It
took place in the corner of my study. The
act didn't take very long but its significance will be etched into my mind for
the rest of my life. Last Monday night,
the 28th March and the evening following the 25th Adar, I switched
off the electric memorial light that has been illuminated since the 7th April, corresponding
with the 25th Nissan. The day that my
mother both passed away and was later interred.
The
strange vagaries of the Hebrew calendar were not lost on me. In any other year, this action should have
occurred on the exact anniversary of my mother's death. She left us three days after Pesach but our
religion dictates that one does not mourn a parent for more than a maximum of
twelve lunar months. The Talmud (Shabbat
152b) tells us that over that period of time, a person's soul (the Ruach
element) ascends and descends to the body.
When these months have been completed, the Ruach rises to heaven and no
longer returns (although another part of the soul, the Nefesh, stays with the
body, in the grave, forever).
The
passage of time is strange and ending my mourning a month early, although of
course, this isn't the case, seems like a shortcut to something I feel that I
don't deserve.
My
servitude to honouring my mother through the Aveilut should run its full course. Dare I move into this new state of mind?
In
removing the memorial light, I started a new chapter of my life. My official mourning was now over and I now
entered a new phase of my existence which meant returning to a sense of
'normality', albeit without the physical presence of my mother. It felt very odd to have ended my Aveilut and
almost wrong.
That
was until Stephnie said gently, "This is what your mother would have
wanted."
I
guess the Israelites might have felt something akin to this. After hundreds of years of slavery and finding
themselves in the midst of the destruction of Egypt wreaked by the plagues,
this command would have left them speechless:
Then
the Lord spoke to Moshe and Aharon in the land of Egypt. He said, "This month shall be to you the
beginning of the months; the opening of the year, this month will be for
you."
The
nation was then given the instructions to take a lamb on the tenth day of the
month and prepare it for what would become the night of their first seder
whilst Gd enacted His final plague on the Egyptians.
And
on which day were they to be given this command?
Today,
Rosh Chodesh Nissan. The very same day
that a year later would see the inauguration of the Mishkan and induction of
Aharon and his sons.
In
our lives, moving from one phase to the next is never easy and, at times, it is
extraordinarily challenging. We need a
metaphorical guard rail to hold onto, to avoid falling into the gaping hole
that we fear lies beneath us. The Torah,
in describing the very first mitzvah given to the Children of Israel, is
perhaps providing that security blanket.
How
can you find something to grasp when the world around you is spinning? Start by understanding the centrality of time
in our lives in the guise of our calendar.

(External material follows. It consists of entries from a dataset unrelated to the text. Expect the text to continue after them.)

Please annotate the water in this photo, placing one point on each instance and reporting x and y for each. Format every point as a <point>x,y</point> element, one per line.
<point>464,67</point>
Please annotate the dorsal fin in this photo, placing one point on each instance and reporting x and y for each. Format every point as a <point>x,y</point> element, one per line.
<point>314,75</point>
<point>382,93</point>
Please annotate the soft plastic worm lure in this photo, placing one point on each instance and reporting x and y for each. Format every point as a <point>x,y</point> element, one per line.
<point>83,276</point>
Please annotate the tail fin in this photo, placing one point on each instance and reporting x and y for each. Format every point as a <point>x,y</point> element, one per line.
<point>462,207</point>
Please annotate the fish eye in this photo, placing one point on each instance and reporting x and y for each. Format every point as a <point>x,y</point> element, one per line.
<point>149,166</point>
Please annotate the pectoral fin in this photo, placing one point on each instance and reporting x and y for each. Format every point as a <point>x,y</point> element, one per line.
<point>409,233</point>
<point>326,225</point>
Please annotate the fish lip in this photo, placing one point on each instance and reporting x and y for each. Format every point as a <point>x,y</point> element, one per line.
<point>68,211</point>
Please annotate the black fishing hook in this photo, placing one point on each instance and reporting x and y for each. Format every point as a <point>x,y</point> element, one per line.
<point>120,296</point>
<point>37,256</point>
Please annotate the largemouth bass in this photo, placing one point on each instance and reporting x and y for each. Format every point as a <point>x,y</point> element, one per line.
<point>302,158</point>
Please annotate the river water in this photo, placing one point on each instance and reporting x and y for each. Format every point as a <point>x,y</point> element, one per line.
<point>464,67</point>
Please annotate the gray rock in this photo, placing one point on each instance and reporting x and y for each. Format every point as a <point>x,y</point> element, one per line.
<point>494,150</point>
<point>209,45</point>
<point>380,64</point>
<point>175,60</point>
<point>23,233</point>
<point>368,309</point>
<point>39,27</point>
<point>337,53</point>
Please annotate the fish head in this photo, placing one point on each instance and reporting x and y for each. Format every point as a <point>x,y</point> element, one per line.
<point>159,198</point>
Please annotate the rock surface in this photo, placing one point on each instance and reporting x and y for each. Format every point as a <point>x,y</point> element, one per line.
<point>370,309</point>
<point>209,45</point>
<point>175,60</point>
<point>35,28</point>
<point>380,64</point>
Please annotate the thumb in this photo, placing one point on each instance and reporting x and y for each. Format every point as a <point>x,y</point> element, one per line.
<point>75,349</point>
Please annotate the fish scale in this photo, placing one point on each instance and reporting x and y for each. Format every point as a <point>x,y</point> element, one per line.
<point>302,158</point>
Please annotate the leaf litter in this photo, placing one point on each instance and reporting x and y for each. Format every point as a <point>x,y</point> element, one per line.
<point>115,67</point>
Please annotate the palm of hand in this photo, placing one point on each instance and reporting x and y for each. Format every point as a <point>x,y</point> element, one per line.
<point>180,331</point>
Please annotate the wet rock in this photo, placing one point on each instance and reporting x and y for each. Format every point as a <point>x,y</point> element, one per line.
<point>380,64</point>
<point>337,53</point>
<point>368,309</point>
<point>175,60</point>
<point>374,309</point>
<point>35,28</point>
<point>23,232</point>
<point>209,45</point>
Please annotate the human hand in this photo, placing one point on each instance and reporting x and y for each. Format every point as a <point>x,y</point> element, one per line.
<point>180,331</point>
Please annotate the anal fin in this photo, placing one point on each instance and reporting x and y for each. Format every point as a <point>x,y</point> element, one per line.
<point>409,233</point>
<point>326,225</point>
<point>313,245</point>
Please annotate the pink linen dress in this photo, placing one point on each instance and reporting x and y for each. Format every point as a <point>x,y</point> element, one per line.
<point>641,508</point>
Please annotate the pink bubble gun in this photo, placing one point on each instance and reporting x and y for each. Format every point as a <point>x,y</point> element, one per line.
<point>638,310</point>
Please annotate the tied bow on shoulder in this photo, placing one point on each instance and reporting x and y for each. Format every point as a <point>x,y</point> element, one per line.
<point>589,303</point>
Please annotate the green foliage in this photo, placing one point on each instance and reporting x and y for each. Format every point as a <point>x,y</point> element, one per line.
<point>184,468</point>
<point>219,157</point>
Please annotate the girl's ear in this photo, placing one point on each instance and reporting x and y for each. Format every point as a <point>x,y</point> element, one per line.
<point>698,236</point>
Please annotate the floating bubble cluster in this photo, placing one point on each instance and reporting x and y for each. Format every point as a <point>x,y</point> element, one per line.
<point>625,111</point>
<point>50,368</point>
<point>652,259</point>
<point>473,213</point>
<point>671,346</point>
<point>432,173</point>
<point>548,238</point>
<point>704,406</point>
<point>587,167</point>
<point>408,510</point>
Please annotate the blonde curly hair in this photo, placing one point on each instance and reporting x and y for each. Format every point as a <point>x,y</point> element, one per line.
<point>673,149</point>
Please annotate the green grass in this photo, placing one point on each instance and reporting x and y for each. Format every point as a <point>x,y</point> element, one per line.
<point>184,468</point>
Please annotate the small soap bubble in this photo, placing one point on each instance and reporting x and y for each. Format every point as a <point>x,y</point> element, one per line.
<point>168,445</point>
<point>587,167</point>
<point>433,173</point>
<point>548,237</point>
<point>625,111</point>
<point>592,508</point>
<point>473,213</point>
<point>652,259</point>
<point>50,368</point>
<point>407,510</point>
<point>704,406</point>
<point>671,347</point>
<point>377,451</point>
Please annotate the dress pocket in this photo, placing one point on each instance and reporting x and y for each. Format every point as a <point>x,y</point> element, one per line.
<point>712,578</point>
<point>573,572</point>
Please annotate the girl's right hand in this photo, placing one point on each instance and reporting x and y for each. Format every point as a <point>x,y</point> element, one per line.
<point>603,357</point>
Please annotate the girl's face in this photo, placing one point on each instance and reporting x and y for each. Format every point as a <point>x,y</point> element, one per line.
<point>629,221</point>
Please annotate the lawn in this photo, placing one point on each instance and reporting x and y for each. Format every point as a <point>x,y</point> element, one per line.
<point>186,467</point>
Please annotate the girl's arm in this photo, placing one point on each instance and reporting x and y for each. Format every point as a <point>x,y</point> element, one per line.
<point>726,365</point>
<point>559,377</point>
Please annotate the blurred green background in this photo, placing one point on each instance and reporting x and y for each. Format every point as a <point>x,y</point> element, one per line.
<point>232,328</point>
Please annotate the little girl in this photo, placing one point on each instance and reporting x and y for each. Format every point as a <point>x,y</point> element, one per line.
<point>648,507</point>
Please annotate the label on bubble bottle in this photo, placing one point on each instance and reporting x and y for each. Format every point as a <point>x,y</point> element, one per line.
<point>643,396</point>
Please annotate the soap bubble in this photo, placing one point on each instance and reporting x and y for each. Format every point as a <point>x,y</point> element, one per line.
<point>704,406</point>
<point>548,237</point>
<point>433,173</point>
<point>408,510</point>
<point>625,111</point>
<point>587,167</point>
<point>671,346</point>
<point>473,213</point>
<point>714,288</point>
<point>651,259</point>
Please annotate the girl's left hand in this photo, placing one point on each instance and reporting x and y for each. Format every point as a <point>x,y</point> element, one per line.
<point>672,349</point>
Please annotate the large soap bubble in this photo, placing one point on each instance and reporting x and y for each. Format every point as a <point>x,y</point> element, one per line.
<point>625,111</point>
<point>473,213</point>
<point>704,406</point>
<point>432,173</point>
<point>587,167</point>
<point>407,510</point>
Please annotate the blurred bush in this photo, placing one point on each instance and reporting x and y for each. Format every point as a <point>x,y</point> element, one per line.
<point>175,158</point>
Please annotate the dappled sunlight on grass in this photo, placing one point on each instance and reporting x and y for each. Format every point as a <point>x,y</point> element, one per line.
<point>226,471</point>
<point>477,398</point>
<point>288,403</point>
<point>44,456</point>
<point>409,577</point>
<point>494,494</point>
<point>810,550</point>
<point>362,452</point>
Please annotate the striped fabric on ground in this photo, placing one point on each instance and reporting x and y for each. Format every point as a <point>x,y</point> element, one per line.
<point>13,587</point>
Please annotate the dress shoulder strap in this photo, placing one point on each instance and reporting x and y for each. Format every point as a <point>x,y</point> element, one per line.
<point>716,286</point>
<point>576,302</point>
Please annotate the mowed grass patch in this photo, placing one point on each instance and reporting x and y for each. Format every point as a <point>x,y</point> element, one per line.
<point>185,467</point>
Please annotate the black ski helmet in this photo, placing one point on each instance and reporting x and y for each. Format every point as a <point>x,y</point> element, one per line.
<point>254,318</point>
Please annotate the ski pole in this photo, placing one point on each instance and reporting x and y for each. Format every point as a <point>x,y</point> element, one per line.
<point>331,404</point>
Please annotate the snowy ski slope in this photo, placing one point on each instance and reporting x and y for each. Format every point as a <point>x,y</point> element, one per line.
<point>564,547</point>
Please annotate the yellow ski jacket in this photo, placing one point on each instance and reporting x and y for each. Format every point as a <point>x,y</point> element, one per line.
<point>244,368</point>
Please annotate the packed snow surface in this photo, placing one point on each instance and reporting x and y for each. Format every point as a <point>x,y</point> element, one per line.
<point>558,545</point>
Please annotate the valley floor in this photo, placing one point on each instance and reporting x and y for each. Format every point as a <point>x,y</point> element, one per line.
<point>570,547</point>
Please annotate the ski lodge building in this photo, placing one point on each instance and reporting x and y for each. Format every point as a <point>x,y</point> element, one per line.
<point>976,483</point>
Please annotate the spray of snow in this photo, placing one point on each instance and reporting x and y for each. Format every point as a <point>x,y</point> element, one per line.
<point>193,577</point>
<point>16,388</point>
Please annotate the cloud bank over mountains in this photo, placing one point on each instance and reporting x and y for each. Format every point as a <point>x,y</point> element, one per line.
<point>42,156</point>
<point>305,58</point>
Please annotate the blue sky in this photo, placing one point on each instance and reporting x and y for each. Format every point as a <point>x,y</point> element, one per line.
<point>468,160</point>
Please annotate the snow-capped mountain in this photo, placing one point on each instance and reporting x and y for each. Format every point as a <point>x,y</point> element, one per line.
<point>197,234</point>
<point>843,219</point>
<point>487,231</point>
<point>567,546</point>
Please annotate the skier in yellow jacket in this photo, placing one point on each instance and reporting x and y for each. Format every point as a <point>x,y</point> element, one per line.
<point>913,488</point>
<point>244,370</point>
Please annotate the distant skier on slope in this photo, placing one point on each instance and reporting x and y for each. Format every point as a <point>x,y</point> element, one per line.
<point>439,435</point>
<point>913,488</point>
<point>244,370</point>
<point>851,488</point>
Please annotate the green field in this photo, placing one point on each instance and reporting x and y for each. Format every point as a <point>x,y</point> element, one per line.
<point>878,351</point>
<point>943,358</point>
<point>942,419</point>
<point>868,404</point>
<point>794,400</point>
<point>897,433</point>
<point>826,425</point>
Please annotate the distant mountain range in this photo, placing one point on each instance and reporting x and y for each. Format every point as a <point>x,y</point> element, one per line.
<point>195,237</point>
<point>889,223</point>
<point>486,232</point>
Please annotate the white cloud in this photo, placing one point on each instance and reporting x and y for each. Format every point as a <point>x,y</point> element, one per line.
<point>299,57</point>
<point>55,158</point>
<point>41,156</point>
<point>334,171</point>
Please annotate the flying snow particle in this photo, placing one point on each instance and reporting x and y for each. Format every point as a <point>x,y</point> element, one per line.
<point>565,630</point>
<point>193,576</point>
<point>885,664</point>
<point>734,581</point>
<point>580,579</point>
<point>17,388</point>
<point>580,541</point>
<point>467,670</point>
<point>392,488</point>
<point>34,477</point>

Whether or not I was ready to make that jump, from the 25th of Adar when I was an Avel, to the 26th, when this no longer applied, was immaterial. I had no choice. Our religion dictates that twelve calendar months Aveilut do make. And that is it. No more. No less. If Gd let us know that the importance of creating a calendar meant installing a dividing line between the bondage of Egypt and the journey to freedom, who was I was to argue? Before the end of the plagues; before the first Seder; before the Exodus and the splitting of the sea and even before the giving of the Torah - it was the mitzvah to establish a calendar that set the path upon which we have travelled for five millennia.
Towards the end of my year, a thoughtful and caring friend did something wonderful for me. He commissioned a lady to crochet a kippah for me with the legend 'Kan Sham Uvechol Makom - כאן שם ובכל מקום' which translates as 'Here, there and everywhere'. He told me he thought of this as he knew that as I reach the first anniversary of her passing, I will wear the kippah and think about how my mother is always 'here, there and everywhere' in my life (and he knows what a Beatles' nut I am).
Time,
by its very nature exists here, there and everywhere. We live within its borders and it governs our
every move. Without it, we are
rudderless. With it, we are imprisoned.
That
is why, by instructing us to establish our own calendar, Gd started off by
populating it with some key dates - Pesach, Rosh Hashanah, Yom Kippur, Sukkot
and Shemini Atzeret. We then added the
rest and included in this, the idea of setting down the boundaries for what
constitutes a mourning period. And like
everything else in the calendar, it too has its time.
As
King Solomon wrote in Kohelet:
Everything
has a moment; a time for every action beneath the sky. There is a time for birth and a time for
death...a time to weep, a time to laugh; a time for eulogy and a time for
dance.
Please
Gd, we will soon find a time to laugh and dance.